3. Will we see the return of Lib Dem grandees like Davey and Cable?

Vince Cable and Sir Edward Davey have already said they will be running in Twickenham and Surbiton respectively. Given the astonishing by-election result in neighbouring Richmond Park in December 2016 with Sarah Olney of the Lib Dems overturning Zac Goldsmith's 23,015 majority and the area's strong anti-Brexit sentiment, there seems to be a good chance of these two coming back.

 

However, other former big hitters such as David Laws will not be returning as they have already been replaced by other Lib Dem candidates.

 

 

4. Will Labour candidates distance themselves from Corbyn?

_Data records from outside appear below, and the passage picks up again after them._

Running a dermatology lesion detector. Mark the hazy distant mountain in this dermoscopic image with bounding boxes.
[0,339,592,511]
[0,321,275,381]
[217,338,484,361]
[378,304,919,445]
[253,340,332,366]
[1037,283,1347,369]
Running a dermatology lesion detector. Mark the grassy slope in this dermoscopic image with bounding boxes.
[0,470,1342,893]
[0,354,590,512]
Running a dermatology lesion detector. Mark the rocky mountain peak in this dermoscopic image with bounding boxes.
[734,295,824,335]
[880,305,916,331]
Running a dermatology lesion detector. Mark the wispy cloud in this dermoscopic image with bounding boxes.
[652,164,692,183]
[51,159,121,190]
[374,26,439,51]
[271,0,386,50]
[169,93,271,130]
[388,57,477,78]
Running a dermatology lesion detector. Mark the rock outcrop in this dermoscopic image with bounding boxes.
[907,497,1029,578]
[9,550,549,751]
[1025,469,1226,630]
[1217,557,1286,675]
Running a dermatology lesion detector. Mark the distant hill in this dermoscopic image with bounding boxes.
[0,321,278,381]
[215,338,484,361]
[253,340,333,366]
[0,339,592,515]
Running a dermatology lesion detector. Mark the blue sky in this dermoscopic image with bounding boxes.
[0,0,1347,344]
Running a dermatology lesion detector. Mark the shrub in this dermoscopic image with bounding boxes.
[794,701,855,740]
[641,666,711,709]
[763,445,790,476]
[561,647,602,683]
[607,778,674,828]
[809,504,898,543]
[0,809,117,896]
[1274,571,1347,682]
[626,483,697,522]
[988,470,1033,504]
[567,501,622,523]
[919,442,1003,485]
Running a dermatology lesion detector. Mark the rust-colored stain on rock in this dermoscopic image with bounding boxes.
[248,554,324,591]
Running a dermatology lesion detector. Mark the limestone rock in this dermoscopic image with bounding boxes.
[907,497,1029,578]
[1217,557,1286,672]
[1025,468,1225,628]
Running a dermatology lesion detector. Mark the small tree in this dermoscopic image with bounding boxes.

Labour MP John Woodcock, in his re-election announcement, declared that he 'would not countenance' voting to make Jeremy Corbyn Prime Minister, citing his opposition to our nuclear deterrent (his constituency of Barrow and Furness borders Copeland), and Corbyn’s lack of competence to do the job.

 

This raises the question, which could be the most interesting of the campaign, of whether Labour MPs will completely separate themselves from Corbyn and aim to get rid of him. Though, this would be difficult and impractical.

 

 

5. What will happen in Clacton?

Clacton promises to be one of the most exciting races of the election, with former UKIP donor Arron Banks promising to stand against Douglas Carswell, who recently defected from UKIP to become an independent MP.

 

We should soon find out whether Carswell intends to stand as an independent, or as a Tory, or indeed if he intends to stand at all. If he and Banks both run, the Tories might be able to gain the seat back as the vote would be split.

 

 

6. Will Nigel Farage stand for Parliament for the ninth time?

You know what they say: if the first eight times you don’t succeed, try, try, try again.

 

Nigel Farage seems likely to have another go at South Thanet, which he narrowly lost to Conservative candidate and former UKIP leader Craig Mackinlay, a result marred with controversy over allegations that the Tories broke campaign finance rules. Paul Nuttall thinks it likely that Nigel will stand and the man himself says he is considering it.

 

Seeing Mr Farage lose for a ninth time would be a small moment of happiness for liberals and lefties on a night which will probably see a majority for the Conservatives.

 

 

7. What result would make Corbyn resign?

Neil Kinnock lost by 12% in the popular vote and by 147 seats in 1987, but did not resign as Labour leader as he had improved by 3.2% and 20 seats on Michael Foot's disastrous performance in 1983.

 

Former Labour SPAD David Mills has suggested that Corbyn should be allowed to stay on if he matches or betters this, which seems unlikely.

 

Soft-left and centrist Labour members worry that Corbyn will make the argument that he didn’t have enough time after the last leadership election and won't step down, blaming disunity for a poor election result which would in fact be mainly due to his gross incompetence and unpopularity.

 

 

8. What effect would a Tory landslide have on Brexit?

In the likely event that Theresa May and her Conservative Party win on 8th June, the PM will be able to claim a clear mandate for her handling of Brexit.

 

This might suggest that a hard Brexit is inevitable, but another possibility is that May, who was of course a Remain campaigner, would have the freedom to go for a softer approach to Brexit as there wouldn’t be a general election until 2022, three years after our exit in 2019. The former still seems more likely, but it will be interesting to see what happens next.